Figure 5. RT Occurs in the Nuclear Compartment.

Figure 5.

(A and B) A549 (A) and Cf2Th (B) cells were infected with wild-type HIV-1-GFP at an MOI of 2 in the presence of 10 μM nevirapine. After incubation for the indicated times, cells were fractionated, and 10% aliquots of total, cytosolic, and nuclear fractions were analyzed by western blotting using anti-p24, anti-Nopp 140, and anti-α-tubulin antibodies (A and B, upper panels) or used for DNA extraction and analyzed for the presence of HIV-1 RT intermediates (early products, minus-strand transfer, intermediate products, and late products) by quantitative PCR as described in STAR Methods (A and B, lower panels). Experiments were repeated three times (Figures S6 and S7), and representative images with standard deviation are shown.

DISCUSSION

Our biochemical assay to measure the amount of nuclear HIV-1 capsid during infection is based on separating HIV-1-infected cells into nuclear and cytosolic fractions. We found that the amount of nuclear capsid peaks at 8–10 h post-infection in synchronized infections, which coincides with the peak of late RT. As a control, we used the small molecules PF74 and BI-2 that prevent 2-LTR circle formation measured by real-time PCR (Balasubramaniam et al., 2019; Fricke et al., 2014a). The absence of 2-LTR circles during HIV-1 infection is usually interpreted as a block to nuclear import, but the block may be at any step before 2-LTR circle formation, which occurs in the nucleus (Butler et al., 2001). Accordingly, we discovered that PF74 and BI-2 prevented capsid entry into the nucleus. Treatment with PF74 during infection with HIV-1 virus bearing the capsid changes N57S and N74D did not prevent capsid nuclear import, which agrees with the fact that these viruses are resistant to PF74 (Buffone et al., 2018; Saito et al., 2016). Besides a specificity control, the infectivity of these mutant viruses correlates nuclear capsid with productive infection.

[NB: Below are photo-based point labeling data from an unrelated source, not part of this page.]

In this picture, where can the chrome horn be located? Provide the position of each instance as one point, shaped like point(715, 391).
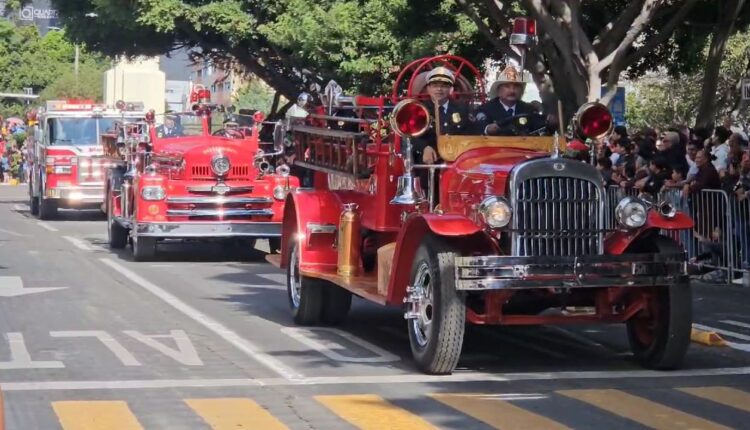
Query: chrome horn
point(409, 119)
point(666, 209)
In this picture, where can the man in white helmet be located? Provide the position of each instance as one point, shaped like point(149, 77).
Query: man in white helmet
point(506, 114)
point(453, 117)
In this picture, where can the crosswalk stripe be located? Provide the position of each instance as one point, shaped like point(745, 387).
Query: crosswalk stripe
point(725, 395)
point(640, 410)
point(370, 412)
point(233, 413)
point(95, 415)
point(497, 413)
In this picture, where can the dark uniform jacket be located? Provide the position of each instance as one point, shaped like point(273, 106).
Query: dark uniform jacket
point(494, 112)
point(455, 121)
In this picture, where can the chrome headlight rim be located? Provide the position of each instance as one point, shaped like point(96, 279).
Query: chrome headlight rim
point(629, 206)
point(279, 192)
point(220, 165)
point(492, 203)
point(153, 193)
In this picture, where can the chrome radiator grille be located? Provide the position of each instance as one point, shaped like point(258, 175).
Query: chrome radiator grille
point(557, 216)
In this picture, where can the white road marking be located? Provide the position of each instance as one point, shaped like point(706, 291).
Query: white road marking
point(46, 226)
point(105, 338)
point(276, 278)
point(185, 352)
point(225, 333)
point(374, 379)
point(13, 233)
point(723, 332)
point(20, 357)
point(78, 243)
point(737, 323)
point(12, 286)
point(265, 287)
point(330, 348)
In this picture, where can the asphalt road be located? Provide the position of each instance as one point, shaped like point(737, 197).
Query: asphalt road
point(202, 338)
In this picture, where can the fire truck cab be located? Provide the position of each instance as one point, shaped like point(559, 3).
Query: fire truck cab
point(180, 179)
point(67, 168)
point(515, 234)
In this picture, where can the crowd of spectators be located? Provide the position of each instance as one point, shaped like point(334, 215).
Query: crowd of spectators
point(687, 161)
point(12, 154)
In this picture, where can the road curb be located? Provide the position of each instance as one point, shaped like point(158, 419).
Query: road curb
point(708, 338)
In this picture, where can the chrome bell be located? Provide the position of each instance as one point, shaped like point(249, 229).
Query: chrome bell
point(408, 191)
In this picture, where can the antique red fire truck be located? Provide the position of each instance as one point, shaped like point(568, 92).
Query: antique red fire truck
point(517, 237)
point(180, 180)
point(67, 169)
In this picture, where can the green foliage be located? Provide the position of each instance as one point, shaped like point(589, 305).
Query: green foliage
point(661, 99)
point(31, 61)
point(255, 95)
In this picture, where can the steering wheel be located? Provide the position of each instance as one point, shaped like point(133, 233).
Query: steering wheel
point(232, 134)
point(520, 125)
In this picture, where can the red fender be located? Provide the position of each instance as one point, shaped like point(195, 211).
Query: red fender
point(456, 229)
point(309, 206)
point(617, 242)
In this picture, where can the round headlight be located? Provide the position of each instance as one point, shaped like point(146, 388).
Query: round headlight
point(495, 212)
point(631, 212)
point(220, 165)
point(152, 192)
point(279, 192)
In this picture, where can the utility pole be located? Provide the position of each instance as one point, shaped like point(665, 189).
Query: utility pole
point(75, 66)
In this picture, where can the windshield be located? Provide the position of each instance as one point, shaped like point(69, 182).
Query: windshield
point(178, 125)
point(78, 131)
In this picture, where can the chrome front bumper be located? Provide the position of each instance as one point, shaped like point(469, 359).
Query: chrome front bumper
point(494, 272)
point(181, 230)
point(76, 195)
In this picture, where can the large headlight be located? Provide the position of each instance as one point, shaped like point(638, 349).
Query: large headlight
point(153, 192)
point(220, 165)
point(631, 212)
point(279, 192)
point(495, 212)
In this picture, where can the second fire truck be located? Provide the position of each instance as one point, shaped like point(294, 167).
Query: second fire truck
point(67, 167)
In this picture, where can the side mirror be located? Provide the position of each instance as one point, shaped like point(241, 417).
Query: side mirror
point(279, 132)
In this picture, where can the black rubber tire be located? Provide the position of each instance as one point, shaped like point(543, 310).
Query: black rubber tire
point(309, 310)
point(33, 201)
point(337, 303)
point(671, 331)
point(274, 245)
point(442, 351)
point(47, 209)
point(144, 248)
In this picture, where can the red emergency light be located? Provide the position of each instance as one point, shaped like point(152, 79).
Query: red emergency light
point(524, 31)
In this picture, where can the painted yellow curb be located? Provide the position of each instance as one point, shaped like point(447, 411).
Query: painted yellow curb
point(708, 338)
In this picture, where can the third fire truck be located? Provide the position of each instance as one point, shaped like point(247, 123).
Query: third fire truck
point(67, 167)
point(181, 179)
point(517, 234)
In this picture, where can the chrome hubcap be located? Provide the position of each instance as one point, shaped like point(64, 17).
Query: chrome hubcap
point(420, 307)
point(295, 287)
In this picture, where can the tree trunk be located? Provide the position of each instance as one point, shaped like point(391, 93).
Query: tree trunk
point(724, 28)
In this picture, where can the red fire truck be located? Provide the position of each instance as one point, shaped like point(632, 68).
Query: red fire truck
point(66, 165)
point(517, 235)
point(180, 180)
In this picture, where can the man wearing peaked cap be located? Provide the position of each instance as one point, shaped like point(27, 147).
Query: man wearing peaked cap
point(452, 117)
point(500, 115)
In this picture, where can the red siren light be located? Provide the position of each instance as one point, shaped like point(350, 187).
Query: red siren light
point(410, 118)
point(593, 120)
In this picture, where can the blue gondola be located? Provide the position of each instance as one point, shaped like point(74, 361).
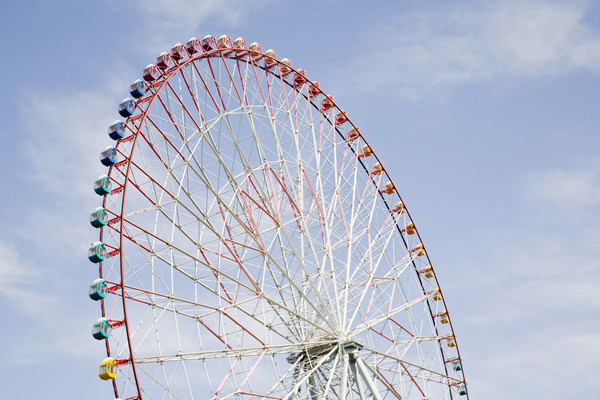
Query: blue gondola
point(99, 217)
point(109, 156)
point(101, 329)
point(456, 365)
point(117, 130)
point(126, 108)
point(98, 290)
point(164, 61)
point(97, 252)
point(151, 73)
point(102, 185)
point(137, 89)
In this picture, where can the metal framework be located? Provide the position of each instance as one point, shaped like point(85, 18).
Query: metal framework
point(255, 250)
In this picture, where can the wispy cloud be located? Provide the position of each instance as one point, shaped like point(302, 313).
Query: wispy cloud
point(434, 51)
point(576, 192)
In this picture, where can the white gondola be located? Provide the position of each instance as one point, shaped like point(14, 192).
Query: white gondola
point(108, 156)
point(137, 89)
point(97, 252)
point(102, 329)
point(208, 43)
point(99, 217)
point(193, 46)
point(126, 108)
point(164, 60)
point(98, 290)
point(178, 52)
point(151, 73)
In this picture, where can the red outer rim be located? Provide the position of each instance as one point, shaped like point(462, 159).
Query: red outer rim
point(274, 64)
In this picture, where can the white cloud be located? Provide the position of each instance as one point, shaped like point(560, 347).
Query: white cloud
point(576, 192)
point(433, 51)
point(50, 323)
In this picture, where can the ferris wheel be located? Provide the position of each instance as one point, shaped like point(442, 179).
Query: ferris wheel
point(253, 246)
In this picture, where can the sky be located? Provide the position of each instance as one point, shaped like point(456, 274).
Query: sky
point(486, 112)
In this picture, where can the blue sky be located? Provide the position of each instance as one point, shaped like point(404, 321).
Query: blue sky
point(485, 112)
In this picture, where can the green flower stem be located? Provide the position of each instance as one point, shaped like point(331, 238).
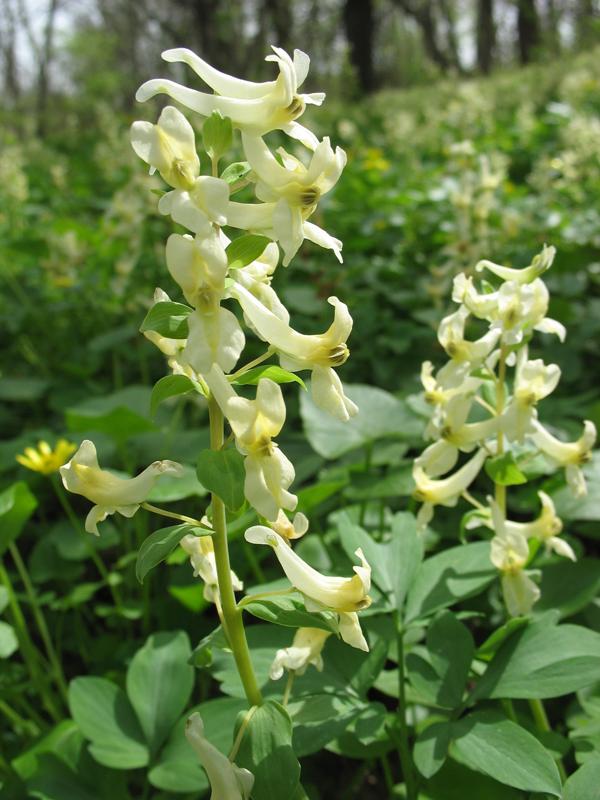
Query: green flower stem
point(27, 726)
point(172, 515)
point(288, 688)
point(63, 499)
point(500, 491)
point(403, 743)
point(234, 625)
point(28, 650)
point(40, 621)
point(542, 723)
point(254, 363)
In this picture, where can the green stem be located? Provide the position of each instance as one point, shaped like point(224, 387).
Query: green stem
point(17, 720)
point(500, 491)
point(288, 688)
point(387, 774)
point(27, 648)
point(63, 499)
point(172, 515)
point(40, 621)
point(542, 723)
point(232, 615)
point(403, 742)
point(254, 363)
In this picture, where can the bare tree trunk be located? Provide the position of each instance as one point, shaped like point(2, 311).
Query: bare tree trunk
point(486, 35)
point(44, 66)
point(422, 12)
point(528, 30)
point(448, 10)
point(280, 14)
point(584, 16)
point(552, 17)
point(9, 58)
point(359, 27)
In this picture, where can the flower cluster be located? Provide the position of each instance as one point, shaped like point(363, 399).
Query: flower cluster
point(477, 411)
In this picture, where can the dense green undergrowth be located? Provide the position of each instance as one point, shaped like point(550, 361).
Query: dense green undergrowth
point(436, 180)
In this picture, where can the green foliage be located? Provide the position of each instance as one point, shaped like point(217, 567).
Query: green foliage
point(17, 504)
point(157, 547)
point(245, 249)
point(266, 750)
point(222, 472)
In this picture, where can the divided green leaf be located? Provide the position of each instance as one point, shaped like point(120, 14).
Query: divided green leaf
point(222, 473)
point(168, 319)
point(245, 249)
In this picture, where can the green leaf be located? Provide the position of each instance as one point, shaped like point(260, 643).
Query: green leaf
point(503, 470)
point(245, 249)
point(266, 750)
point(380, 415)
point(393, 563)
point(222, 472)
point(156, 547)
point(450, 650)
point(217, 135)
point(105, 717)
point(543, 660)
point(489, 743)
point(431, 748)
point(583, 784)
point(17, 504)
point(178, 768)
point(22, 390)
point(159, 684)
point(320, 718)
point(448, 577)
point(235, 171)
point(270, 371)
point(168, 319)
point(289, 612)
point(8, 640)
point(169, 386)
point(455, 782)
point(177, 487)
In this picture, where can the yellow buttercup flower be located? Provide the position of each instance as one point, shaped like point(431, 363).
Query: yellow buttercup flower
point(44, 459)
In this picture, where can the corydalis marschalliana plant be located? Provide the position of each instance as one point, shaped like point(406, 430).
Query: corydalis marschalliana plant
point(479, 411)
point(203, 340)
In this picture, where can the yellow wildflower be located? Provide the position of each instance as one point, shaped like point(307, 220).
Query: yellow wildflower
point(44, 459)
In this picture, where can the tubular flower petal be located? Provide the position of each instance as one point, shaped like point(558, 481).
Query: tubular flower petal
point(269, 474)
point(336, 594)
point(317, 352)
point(541, 262)
point(277, 221)
point(202, 558)
point(82, 475)
point(304, 651)
point(509, 554)
point(534, 380)
point(215, 337)
point(198, 265)
point(206, 202)
point(169, 147)
point(546, 527)
point(451, 336)
point(253, 107)
point(571, 455)
point(227, 781)
point(290, 529)
point(44, 459)
point(445, 491)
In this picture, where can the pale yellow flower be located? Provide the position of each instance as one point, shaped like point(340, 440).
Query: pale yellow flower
point(44, 459)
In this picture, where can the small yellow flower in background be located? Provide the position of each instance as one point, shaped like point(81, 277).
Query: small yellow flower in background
point(44, 459)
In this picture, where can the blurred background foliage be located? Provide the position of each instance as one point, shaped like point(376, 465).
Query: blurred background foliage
point(472, 130)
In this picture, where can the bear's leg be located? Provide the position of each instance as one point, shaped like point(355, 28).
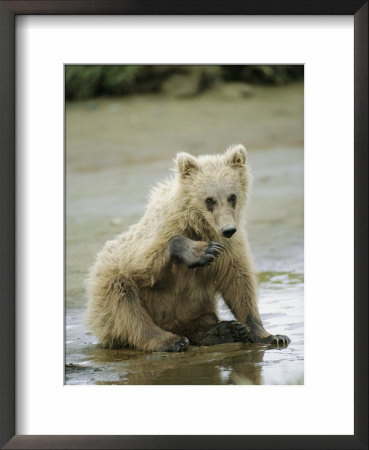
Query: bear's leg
point(208, 330)
point(128, 323)
point(239, 292)
point(193, 253)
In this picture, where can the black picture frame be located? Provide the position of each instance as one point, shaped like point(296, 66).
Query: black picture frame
point(8, 12)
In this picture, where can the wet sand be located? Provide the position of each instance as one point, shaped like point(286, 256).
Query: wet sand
point(116, 149)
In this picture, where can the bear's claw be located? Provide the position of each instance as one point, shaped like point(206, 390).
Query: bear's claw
point(278, 339)
point(179, 346)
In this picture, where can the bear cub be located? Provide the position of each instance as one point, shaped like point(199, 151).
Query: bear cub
point(154, 287)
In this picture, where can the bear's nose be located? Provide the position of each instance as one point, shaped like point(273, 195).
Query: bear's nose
point(228, 231)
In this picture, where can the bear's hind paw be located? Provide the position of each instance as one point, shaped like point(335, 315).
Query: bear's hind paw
point(179, 346)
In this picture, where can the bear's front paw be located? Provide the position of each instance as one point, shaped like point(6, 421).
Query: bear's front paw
point(204, 253)
point(277, 339)
point(180, 345)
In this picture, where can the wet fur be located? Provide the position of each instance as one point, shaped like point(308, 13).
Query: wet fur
point(142, 292)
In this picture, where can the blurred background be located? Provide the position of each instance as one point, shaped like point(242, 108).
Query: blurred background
point(124, 125)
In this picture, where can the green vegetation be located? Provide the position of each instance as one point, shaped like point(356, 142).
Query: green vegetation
point(86, 81)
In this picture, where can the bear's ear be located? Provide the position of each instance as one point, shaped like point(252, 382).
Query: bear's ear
point(186, 164)
point(236, 156)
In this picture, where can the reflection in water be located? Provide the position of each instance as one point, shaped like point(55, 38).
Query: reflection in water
point(116, 152)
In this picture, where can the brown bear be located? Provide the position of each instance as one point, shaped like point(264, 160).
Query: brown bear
point(155, 286)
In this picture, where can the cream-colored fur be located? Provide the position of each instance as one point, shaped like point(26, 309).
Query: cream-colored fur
point(138, 296)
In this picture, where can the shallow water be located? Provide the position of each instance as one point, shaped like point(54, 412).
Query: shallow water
point(116, 150)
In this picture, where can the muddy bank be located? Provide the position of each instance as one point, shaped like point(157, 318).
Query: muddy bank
point(116, 150)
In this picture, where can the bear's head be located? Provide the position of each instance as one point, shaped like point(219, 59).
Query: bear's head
point(214, 189)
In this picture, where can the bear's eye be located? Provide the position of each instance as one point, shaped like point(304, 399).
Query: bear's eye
point(209, 202)
point(233, 199)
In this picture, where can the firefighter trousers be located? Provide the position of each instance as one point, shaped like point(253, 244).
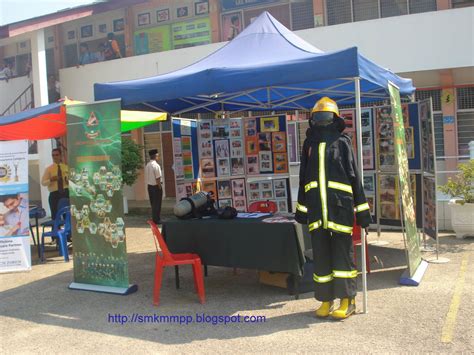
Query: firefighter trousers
point(335, 274)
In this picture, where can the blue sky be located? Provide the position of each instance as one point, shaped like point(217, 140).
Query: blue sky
point(18, 10)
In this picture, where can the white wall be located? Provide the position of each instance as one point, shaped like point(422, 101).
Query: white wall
point(421, 42)
point(10, 91)
point(426, 41)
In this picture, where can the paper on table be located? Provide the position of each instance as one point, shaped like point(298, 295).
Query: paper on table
point(252, 215)
point(278, 219)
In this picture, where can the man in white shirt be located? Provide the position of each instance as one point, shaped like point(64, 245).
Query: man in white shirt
point(153, 180)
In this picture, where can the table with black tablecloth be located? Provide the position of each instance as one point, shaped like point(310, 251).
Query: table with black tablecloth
point(240, 243)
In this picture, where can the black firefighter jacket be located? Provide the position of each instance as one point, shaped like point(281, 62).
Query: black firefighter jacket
point(330, 190)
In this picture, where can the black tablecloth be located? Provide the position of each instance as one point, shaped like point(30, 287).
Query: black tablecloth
point(242, 243)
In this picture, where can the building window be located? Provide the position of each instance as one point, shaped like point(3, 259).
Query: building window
point(302, 15)
point(365, 9)
point(343, 11)
point(338, 11)
point(465, 122)
point(152, 128)
point(417, 6)
point(439, 134)
point(390, 8)
point(465, 98)
point(426, 94)
point(465, 119)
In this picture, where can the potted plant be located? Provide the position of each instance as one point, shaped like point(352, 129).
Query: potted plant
point(461, 189)
point(132, 162)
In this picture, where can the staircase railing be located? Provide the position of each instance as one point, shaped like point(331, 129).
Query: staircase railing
point(23, 102)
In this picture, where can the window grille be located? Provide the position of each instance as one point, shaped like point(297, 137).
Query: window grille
point(365, 9)
point(465, 122)
point(465, 98)
point(302, 15)
point(434, 94)
point(439, 134)
point(338, 11)
point(417, 6)
point(390, 8)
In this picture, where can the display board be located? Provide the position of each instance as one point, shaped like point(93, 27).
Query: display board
point(152, 40)
point(191, 33)
point(384, 133)
point(186, 158)
point(239, 161)
point(95, 190)
point(15, 252)
point(430, 225)
point(408, 210)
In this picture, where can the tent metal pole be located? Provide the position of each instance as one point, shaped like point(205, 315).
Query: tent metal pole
point(361, 170)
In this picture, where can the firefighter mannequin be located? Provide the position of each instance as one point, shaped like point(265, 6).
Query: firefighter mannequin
point(330, 193)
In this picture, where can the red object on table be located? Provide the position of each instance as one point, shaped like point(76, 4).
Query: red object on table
point(263, 207)
point(356, 240)
point(166, 258)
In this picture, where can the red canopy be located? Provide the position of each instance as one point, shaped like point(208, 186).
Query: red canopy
point(39, 123)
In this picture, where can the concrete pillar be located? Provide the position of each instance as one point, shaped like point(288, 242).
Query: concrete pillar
point(40, 89)
point(129, 26)
point(471, 150)
point(214, 16)
point(318, 11)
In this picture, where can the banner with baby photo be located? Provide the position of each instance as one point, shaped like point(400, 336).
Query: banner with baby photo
point(15, 252)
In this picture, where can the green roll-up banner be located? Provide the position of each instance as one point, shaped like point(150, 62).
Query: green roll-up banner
point(409, 217)
point(95, 185)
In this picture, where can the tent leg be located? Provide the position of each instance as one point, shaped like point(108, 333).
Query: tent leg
point(358, 122)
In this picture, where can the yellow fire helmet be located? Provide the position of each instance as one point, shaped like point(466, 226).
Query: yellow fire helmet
point(325, 104)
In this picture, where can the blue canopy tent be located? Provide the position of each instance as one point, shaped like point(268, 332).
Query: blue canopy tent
point(266, 67)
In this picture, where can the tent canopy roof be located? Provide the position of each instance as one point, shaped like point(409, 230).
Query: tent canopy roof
point(265, 67)
point(49, 121)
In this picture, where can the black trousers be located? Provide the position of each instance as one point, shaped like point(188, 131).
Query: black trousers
point(155, 194)
point(335, 274)
point(53, 200)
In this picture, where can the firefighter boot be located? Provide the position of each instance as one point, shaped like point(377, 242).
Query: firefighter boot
point(325, 309)
point(346, 308)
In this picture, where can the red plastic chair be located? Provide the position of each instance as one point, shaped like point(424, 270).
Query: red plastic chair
point(166, 258)
point(263, 207)
point(357, 240)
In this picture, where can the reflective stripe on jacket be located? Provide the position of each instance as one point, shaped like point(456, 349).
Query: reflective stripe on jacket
point(330, 189)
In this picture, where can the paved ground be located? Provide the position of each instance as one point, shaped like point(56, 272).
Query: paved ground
point(39, 314)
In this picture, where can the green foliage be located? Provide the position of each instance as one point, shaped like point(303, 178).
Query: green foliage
point(132, 161)
point(463, 184)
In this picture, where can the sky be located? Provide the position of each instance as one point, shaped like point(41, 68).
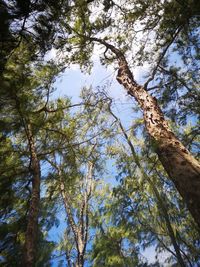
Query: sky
point(70, 84)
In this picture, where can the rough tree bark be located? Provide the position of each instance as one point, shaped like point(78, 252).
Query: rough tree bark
point(32, 222)
point(182, 168)
point(160, 201)
point(80, 228)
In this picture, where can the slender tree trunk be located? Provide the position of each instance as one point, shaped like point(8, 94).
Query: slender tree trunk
point(32, 224)
point(161, 204)
point(182, 168)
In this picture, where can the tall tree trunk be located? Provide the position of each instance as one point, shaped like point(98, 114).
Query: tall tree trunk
point(32, 224)
point(182, 168)
point(160, 201)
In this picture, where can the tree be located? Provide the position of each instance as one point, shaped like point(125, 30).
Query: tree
point(171, 152)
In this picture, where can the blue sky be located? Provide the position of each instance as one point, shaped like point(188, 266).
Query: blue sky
point(70, 84)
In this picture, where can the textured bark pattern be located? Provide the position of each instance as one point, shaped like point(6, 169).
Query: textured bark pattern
point(32, 224)
point(181, 166)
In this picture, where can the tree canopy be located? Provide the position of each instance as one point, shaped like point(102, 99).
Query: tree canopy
point(86, 182)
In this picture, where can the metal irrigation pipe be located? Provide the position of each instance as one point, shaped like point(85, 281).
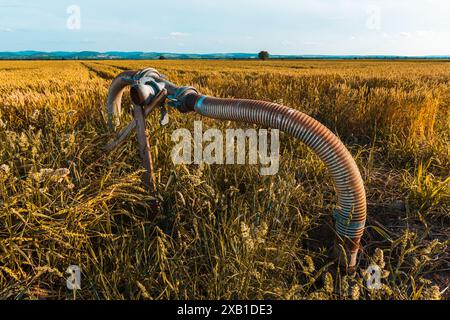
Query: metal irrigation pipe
point(150, 89)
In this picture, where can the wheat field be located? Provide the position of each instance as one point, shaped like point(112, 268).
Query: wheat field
point(224, 231)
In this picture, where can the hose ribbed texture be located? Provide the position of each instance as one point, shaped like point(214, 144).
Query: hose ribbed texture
point(350, 214)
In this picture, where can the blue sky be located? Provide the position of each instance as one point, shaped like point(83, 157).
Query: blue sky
point(398, 27)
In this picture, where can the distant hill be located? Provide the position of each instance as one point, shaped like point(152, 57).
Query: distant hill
point(137, 55)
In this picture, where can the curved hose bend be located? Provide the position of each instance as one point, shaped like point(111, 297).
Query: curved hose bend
point(350, 214)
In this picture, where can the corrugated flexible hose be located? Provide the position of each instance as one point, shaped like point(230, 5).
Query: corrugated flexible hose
point(350, 213)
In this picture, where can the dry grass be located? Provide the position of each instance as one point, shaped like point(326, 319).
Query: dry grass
point(225, 231)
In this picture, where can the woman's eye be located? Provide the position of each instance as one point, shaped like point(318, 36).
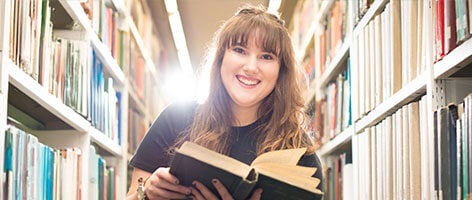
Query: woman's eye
point(238, 50)
point(267, 57)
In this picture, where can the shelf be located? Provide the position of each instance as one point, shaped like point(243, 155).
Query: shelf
point(413, 90)
point(374, 9)
point(136, 103)
point(335, 66)
point(315, 24)
point(105, 143)
point(334, 144)
point(144, 52)
point(74, 9)
point(457, 59)
point(119, 6)
point(37, 93)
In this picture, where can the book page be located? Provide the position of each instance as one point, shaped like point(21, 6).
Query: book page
point(298, 176)
point(215, 159)
point(286, 156)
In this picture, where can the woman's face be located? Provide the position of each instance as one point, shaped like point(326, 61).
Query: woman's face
point(249, 74)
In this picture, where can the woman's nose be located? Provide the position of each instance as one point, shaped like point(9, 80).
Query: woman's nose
point(251, 65)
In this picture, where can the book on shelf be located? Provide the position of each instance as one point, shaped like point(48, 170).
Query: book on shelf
point(276, 172)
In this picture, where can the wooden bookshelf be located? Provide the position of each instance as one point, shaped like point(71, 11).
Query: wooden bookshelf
point(74, 9)
point(413, 90)
point(454, 61)
point(39, 94)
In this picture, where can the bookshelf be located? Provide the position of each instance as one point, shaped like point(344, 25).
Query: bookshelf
point(405, 81)
point(81, 119)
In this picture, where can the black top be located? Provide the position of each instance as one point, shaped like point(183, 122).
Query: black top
point(152, 153)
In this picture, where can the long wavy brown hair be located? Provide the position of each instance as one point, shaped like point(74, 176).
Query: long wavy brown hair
point(280, 115)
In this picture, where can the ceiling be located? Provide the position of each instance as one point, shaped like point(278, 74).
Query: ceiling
point(200, 19)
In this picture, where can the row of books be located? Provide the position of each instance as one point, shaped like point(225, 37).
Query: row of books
point(37, 171)
point(34, 170)
point(138, 126)
point(115, 30)
point(338, 179)
point(390, 159)
point(451, 25)
point(340, 20)
point(27, 27)
point(453, 150)
point(386, 54)
point(102, 178)
point(331, 113)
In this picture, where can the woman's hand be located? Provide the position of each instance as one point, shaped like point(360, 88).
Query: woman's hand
point(163, 185)
point(200, 192)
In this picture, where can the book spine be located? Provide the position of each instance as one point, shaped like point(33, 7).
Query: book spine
point(243, 189)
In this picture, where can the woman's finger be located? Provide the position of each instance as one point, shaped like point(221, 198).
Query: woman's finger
point(256, 195)
point(197, 195)
point(163, 185)
point(225, 195)
point(206, 193)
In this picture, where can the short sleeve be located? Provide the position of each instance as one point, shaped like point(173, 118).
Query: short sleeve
point(152, 152)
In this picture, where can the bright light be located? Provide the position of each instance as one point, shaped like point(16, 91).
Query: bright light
point(179, 36)
point(180, 86)
point(274, 6)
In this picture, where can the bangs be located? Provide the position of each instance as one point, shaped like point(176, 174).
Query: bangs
point(267, 36)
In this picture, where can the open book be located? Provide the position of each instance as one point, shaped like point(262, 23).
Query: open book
point(276, 172)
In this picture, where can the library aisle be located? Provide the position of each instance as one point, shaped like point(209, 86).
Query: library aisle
point(388, 92)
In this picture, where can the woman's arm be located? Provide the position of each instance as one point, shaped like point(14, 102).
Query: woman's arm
point(158, 185)
point(137, 173)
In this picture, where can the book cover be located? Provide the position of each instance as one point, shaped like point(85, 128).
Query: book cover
point(275, 172)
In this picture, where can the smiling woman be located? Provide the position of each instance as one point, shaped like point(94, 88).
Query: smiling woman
point(254, 106)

Our experiments herein show that CPSF6 forms nuclear speckles upon HIV-1 infection. Interestingly, we demonstrate that CPSF6 speckles only form when CPSF6 binds to capsid and when capsid is physically in the nucleus. Intriguingly, CPSF6 nuclear speckles localized to SC35 domains, which are transcriptionally active domains (Hall et al., 2006). A possible scenario is that CPSF6 through its interaction with capsid recruits viral complexes to transcriptionally active sites for viral RT, integration, and/or expression.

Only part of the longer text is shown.